Желтый зверь начал пожирать свою добычу. Я отвернулся.

Что это? Предо мной было более обширное пространство, свободное от леса, и в центре кучка жалких жилищ вроде тех, какие мы строили в дебрях. И здесь же, около самого большого шалаша, плясали черные обезьяны, вооруженные длинными палками. Мое волнение было безмерно. То были люди, почти люди!..

Двое дикарей вышли из шалаша и на их пиках, как сон, я увидел мертвые белые головы настоящих людей. Потом внезапно вместе с оравой уродов, окруженных маленькими чертенятами, на моей страшной сцене появилась нагая белая женщина. Началась таинственная оргия. Черные самки зажгли костры. Ходячая выставка амулетов и бус из зубов животных закачалась, гримасничая, среди них «Жрец», сообразил я. Блеснул нож, но женщина так страстно хотела жить, что умоляла о пощаде и, извиваясь, упала на колени. Жрец начал мистический танец. И кажется в одном из дикарей она пробудила если не жалость, то похоть. Намотав на руку распущенные светлые волосы, он потащил ее прочь. Вдруг черная женщина, как тот желтый хищник, мгновенно бросилась на свою соперницу и впилась ей в горло. В минуту они слились в чудовищный комок вьющихся тел. Потом все было кончено и жрец нагнулся над распростертым трупом и широким ножом привычным единственным взмахом руки отрезал ее грудь. Он тщательно облизал кровь и отдал мясо победительнице.
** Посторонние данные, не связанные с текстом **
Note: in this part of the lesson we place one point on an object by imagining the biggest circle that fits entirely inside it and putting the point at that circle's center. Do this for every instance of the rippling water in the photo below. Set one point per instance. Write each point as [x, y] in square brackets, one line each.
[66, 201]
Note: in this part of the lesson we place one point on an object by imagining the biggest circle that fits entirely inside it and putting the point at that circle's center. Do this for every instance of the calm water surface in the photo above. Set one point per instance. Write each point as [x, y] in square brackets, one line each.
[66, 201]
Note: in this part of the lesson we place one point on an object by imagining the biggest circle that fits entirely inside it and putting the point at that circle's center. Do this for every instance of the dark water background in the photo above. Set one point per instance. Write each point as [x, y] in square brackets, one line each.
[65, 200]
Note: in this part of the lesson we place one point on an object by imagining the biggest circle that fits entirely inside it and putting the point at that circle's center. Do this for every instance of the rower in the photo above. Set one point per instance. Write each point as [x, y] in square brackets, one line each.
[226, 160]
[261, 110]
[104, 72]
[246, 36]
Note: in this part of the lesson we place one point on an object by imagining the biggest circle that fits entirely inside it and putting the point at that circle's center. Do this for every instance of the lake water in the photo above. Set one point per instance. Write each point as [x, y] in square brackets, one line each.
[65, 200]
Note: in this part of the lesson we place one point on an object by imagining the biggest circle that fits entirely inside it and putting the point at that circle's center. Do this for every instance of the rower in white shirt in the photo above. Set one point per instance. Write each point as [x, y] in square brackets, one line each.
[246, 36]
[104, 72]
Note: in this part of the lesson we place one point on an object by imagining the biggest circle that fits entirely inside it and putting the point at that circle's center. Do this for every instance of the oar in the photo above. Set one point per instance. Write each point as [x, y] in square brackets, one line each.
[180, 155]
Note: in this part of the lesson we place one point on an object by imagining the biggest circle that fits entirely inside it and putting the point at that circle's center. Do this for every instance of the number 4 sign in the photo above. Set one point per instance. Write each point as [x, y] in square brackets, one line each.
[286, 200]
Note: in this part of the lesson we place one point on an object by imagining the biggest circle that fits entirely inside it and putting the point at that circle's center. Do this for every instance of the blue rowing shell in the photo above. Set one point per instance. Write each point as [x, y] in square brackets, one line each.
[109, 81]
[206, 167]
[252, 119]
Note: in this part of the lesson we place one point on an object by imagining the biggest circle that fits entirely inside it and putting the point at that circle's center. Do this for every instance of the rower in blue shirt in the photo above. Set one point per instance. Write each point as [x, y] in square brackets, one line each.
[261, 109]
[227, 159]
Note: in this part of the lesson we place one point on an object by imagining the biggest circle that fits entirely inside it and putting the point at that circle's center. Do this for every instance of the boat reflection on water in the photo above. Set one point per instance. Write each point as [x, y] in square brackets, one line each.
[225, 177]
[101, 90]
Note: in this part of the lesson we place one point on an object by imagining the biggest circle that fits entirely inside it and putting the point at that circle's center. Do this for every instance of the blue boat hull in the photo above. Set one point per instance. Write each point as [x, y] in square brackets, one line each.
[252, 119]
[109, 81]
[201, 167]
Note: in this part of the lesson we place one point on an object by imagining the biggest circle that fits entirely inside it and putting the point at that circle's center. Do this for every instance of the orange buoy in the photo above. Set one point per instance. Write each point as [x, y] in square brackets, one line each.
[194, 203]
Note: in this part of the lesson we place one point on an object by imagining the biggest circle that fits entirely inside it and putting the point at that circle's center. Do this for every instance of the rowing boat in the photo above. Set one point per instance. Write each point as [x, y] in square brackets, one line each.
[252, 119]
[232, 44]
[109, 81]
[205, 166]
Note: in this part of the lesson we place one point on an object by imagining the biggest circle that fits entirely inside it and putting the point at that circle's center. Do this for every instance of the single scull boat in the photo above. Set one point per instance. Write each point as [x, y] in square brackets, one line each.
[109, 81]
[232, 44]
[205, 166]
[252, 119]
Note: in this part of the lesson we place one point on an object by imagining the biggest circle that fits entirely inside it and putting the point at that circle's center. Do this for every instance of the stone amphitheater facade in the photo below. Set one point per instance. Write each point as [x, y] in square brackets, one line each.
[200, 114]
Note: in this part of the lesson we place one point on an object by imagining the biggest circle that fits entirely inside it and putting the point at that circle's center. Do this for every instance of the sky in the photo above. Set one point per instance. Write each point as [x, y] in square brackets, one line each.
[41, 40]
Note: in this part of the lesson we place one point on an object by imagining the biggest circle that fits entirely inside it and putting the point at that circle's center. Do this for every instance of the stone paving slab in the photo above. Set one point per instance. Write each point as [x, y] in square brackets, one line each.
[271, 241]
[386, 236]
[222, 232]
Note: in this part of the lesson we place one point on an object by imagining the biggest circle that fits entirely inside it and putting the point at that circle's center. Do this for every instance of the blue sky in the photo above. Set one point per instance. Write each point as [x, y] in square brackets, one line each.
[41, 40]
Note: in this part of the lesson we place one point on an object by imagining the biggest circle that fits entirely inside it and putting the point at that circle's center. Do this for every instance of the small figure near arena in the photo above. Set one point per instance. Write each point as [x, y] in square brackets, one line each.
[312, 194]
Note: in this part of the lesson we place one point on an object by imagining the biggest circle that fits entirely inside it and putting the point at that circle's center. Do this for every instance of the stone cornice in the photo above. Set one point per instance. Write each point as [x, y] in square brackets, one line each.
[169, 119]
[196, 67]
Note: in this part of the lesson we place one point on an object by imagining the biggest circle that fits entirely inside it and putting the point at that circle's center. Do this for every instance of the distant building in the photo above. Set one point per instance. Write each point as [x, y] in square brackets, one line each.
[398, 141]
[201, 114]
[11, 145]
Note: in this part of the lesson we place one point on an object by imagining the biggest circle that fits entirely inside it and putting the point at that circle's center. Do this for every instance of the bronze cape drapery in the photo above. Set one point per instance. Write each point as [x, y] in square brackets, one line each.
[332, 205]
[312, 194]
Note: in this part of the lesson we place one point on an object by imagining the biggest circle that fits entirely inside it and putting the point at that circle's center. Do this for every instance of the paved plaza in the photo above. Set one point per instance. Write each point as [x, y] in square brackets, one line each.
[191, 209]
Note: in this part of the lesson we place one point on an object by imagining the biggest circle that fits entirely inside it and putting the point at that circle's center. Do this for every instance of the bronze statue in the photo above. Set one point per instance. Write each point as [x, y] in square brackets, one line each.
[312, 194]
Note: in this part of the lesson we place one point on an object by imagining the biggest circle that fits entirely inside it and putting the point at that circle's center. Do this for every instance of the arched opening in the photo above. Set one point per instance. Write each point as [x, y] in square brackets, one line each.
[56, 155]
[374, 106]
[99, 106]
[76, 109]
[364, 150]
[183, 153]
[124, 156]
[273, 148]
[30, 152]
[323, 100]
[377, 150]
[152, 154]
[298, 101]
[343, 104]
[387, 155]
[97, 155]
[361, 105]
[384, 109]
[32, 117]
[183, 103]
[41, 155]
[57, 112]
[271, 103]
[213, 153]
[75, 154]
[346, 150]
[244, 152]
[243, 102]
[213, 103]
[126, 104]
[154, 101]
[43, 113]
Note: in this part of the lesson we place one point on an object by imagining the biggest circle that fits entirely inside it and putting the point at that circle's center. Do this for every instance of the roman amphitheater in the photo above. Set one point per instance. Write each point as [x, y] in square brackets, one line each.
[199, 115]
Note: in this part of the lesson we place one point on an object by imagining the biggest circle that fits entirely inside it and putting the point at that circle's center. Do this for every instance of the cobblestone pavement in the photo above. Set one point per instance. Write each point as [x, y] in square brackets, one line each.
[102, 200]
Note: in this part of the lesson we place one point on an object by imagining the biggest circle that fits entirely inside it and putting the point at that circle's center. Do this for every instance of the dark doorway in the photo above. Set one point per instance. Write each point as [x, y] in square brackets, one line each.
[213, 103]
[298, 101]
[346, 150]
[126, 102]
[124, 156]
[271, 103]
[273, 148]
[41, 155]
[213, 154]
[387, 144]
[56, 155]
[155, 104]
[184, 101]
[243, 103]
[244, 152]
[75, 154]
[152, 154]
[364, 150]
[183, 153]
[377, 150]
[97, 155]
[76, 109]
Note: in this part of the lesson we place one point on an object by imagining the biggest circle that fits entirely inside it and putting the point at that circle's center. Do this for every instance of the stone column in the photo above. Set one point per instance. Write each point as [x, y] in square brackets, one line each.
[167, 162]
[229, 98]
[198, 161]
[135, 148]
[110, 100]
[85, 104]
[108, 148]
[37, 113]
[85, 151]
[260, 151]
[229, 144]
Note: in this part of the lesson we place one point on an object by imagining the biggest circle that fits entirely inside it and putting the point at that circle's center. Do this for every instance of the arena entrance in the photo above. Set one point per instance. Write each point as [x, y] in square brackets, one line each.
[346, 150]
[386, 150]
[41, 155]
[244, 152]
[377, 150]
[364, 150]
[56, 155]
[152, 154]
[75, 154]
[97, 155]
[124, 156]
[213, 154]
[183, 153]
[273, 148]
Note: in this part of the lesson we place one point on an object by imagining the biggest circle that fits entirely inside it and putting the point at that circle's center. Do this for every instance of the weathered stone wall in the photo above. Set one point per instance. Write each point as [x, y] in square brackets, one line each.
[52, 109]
О, боль моя! Я впал в полугипнотическое состояние и смотрел лишь поэтому. Когда же я оторвался, наконец, то закричал, зовя людей, почти теряя сознание, но я был совсем один в тот поздний час и никто меня не услышал. Когда я несколько успокоился, я вспомнил о белых людях, созданных подобными нам, и подумал, что их жизнь, вероятно, меньше походит на безобразный кошмар. Тронув микрометрический винт, чтобы не увидеть прежних дикарей, я вернулся к созерцанию странного мира.

Предо мной очутилась одна из многолюдных столиц светлокожих. Если бы не снег, покрывавший ее улицы, она совсем напоминала бы города нашего далекого прошлого: случайное расположение узких улиц, возникавших столетиями, поразительное неравенство зданий, то убогих, то красивых, невообразимая скученность, экипажи, запряженные сильными четвероногими, вагоны, движимые электричеством, передававшимся по проволоке, громоздкие машины и суетливая толпа, — все это я видел когда-то мимоходом в стеклянных залах музеев Дворца Мечты. Но скоро, очень скоро я убедился, что в жизни нового человечества было много страшных особенностей, иногда неопределимых, какой-то общий тон, совершенно чуждый, безнадежно отделявший ее от жизни Страны Гонгури. Ах, что это был за удивительный мир!..

Я увидел вокзал и поезда, катящиеся по рельсам силой перегретого пара. Из тесных вагонов выходили люди и тащили громадные сундуки и узлы, изнемогая под их тяжестью. В одном месте люди подрались. «Частная собственность», — сообразил я.

Следуя за этими поездами, я перевел мой взор вглубь страны. Больших городов оказалось чрезвычайно мало. Вообще городов оказалось мало. Масса разноцветных людей жила в небольших поселках, более или менее жалких и грязных и едва ли белые дикари сильно отличались от черных.

Мои впечатления становились все безотраднее. В полушарии материков царила зима и громадные пространства были покрыты сплошным саваном снега. Я рассматривал ландшафт унылой страны. Затерявшиеся, потонувшие в сугробах деревушки, где все живое, скот и люди, погружалось в зимнюю полуспячку, дым, змеившийся из всех отверстий избушек, а кругом, без конца, белая пустыня, угрюмый лес и замерзшие воды, — все это живо напоминало мне картины Ада, поэмы Неатна, этого загадочного и великого мыслителя древности. Вот предо мной человек, одетый в шкуру барана; в одной руке он несет, размахивая, несколько убитых зверьков, а другой ведет детеныша, закутанного в тряпки; за ними следует теленок; они входят в один из домиков и теленок входит за ними; внутри на голом полу лежит старик в шубе, в шапке и качает ногой люльку, под которой суетится выводок щенков. Люди жили вместе с животными и, вероятно, как животные. Я вспомнил о своих страданиях на планете Паон, о болезнях и холоде и невольно вздрогнул, так как все, что мне пришлось пережить в течение нескольких месяцев, было обыденным и привычным в жизни неведомого племени.